I’ve been restoring homes for years and while I spend more than my share of time at the local hardware store, the time I spend at the architectural salvage yard is the most productive. After all, the most suitable replacement for a historic structure is a piece that was removed from one of its cousins.
If you’ve done your homework you’ll know what elements belong in your project. We do a lot of work restoring historic wood floors. And to me there is nothing quite as satisfying as picking up some salvaged heart pine flooring and using it to repair a 100 yr old floor that a homeowner was contemplating tiling over. One more floor saved from the landfill!
Before the age of mass production houses were built of stronger more resilient materials. It wouldn’t be feasible to build a house of strong old-growth lumber, heart-pine floors and copper plumbing today. Houses were built to last generations in the old days and not just a couple decades.

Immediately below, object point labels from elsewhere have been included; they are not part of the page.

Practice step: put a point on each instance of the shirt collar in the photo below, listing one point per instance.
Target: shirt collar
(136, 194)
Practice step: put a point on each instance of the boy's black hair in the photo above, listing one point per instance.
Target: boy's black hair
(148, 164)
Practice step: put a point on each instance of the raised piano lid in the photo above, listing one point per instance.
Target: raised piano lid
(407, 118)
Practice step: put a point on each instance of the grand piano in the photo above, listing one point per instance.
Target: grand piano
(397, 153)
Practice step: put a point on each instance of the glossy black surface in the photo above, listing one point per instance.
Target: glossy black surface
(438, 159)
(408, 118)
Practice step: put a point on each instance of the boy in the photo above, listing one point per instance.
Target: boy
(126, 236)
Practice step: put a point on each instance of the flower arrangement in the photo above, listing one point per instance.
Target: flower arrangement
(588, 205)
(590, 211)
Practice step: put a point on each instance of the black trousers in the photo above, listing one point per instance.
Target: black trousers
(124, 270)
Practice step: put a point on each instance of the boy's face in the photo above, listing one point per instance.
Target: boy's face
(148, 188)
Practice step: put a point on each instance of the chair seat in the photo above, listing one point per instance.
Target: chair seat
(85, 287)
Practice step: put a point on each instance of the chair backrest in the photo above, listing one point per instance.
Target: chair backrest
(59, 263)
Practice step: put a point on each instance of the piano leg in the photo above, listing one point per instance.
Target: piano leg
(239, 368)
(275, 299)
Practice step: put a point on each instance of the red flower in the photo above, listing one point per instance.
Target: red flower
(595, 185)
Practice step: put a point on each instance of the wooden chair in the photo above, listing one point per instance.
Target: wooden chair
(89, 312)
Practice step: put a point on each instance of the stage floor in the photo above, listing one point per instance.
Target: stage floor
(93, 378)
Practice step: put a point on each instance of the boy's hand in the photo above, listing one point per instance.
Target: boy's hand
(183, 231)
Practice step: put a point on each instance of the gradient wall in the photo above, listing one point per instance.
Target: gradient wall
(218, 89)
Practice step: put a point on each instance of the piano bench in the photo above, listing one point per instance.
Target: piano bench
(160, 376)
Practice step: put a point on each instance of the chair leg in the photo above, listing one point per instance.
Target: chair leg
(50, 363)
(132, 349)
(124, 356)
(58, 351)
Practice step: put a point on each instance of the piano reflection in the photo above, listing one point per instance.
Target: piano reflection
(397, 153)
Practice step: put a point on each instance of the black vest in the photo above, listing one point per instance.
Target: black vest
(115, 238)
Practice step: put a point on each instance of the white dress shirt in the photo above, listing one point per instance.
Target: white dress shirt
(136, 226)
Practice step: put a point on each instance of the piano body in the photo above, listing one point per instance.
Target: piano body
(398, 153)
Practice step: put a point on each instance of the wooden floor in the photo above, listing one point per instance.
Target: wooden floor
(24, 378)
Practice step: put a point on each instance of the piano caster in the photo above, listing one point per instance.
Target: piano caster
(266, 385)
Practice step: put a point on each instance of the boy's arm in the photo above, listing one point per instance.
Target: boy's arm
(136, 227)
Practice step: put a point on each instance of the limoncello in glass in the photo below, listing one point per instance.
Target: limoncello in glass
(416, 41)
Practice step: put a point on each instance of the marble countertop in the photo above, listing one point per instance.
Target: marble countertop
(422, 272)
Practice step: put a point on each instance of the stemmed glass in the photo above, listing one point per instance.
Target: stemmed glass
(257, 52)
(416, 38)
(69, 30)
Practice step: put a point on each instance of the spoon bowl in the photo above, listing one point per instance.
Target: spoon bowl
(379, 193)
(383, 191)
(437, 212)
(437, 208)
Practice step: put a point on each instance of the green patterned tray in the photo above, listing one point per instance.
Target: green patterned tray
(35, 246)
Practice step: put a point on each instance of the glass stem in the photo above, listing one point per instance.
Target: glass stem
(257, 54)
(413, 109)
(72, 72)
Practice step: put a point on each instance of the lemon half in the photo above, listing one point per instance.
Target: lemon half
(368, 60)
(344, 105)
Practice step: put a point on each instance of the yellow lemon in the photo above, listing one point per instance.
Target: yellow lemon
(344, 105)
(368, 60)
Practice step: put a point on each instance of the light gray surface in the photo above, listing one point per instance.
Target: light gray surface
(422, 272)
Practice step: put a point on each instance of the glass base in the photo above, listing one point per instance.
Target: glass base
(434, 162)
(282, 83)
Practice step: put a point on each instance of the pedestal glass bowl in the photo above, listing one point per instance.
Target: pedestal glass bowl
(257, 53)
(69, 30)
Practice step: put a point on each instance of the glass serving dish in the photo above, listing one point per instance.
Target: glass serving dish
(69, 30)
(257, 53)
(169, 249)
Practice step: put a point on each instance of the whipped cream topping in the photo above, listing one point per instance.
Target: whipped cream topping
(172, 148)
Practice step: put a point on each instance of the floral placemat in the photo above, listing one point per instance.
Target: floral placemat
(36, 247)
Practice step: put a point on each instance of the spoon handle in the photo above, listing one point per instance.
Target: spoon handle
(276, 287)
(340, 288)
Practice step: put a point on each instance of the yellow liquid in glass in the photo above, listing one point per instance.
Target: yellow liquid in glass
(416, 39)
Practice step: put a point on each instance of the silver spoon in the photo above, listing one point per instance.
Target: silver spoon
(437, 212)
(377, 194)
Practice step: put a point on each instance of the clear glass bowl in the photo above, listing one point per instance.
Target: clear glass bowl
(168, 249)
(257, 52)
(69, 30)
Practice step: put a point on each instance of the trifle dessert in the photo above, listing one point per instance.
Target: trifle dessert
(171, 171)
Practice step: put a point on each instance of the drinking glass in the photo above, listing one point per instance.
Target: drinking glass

So, why not renovate using these superior materials left over from the golden age whenever possible? Architectural salvage shops dot the map and sell old windows, doors, trim & molding, flooring, bath & kitchen fixtures, lighting, hardware, and more. And most of these items can be found at a deep discount!
As I write this I sit in the office of my 1929 Bungalow staring out two salvaged windows. Our house has 32 windows, and all but two were original! The two replacements were a lesser quality installed by the previous owner that rotted out after only 10 years compared to 82 years and counting for the originals. I searched around and found two salvaged sashes that were a perfect fit and installed them for $40 each! Where else can you find an old-growth pine window with antique glass for that much money? You can’t! A little elbow grease to strip, reglaze, and repaint the sash and I’ve saved time, money and given a piece of history a new life.
Any of us in the profession of restoring or renovating old buildings need to look into salvaged materials. They are not only the most historically accurate replacement pieces but also a money saving product that does not require the consumption of any more natural resources. Not often is the best option the most affordable, but with salvaged materials that is usually the case.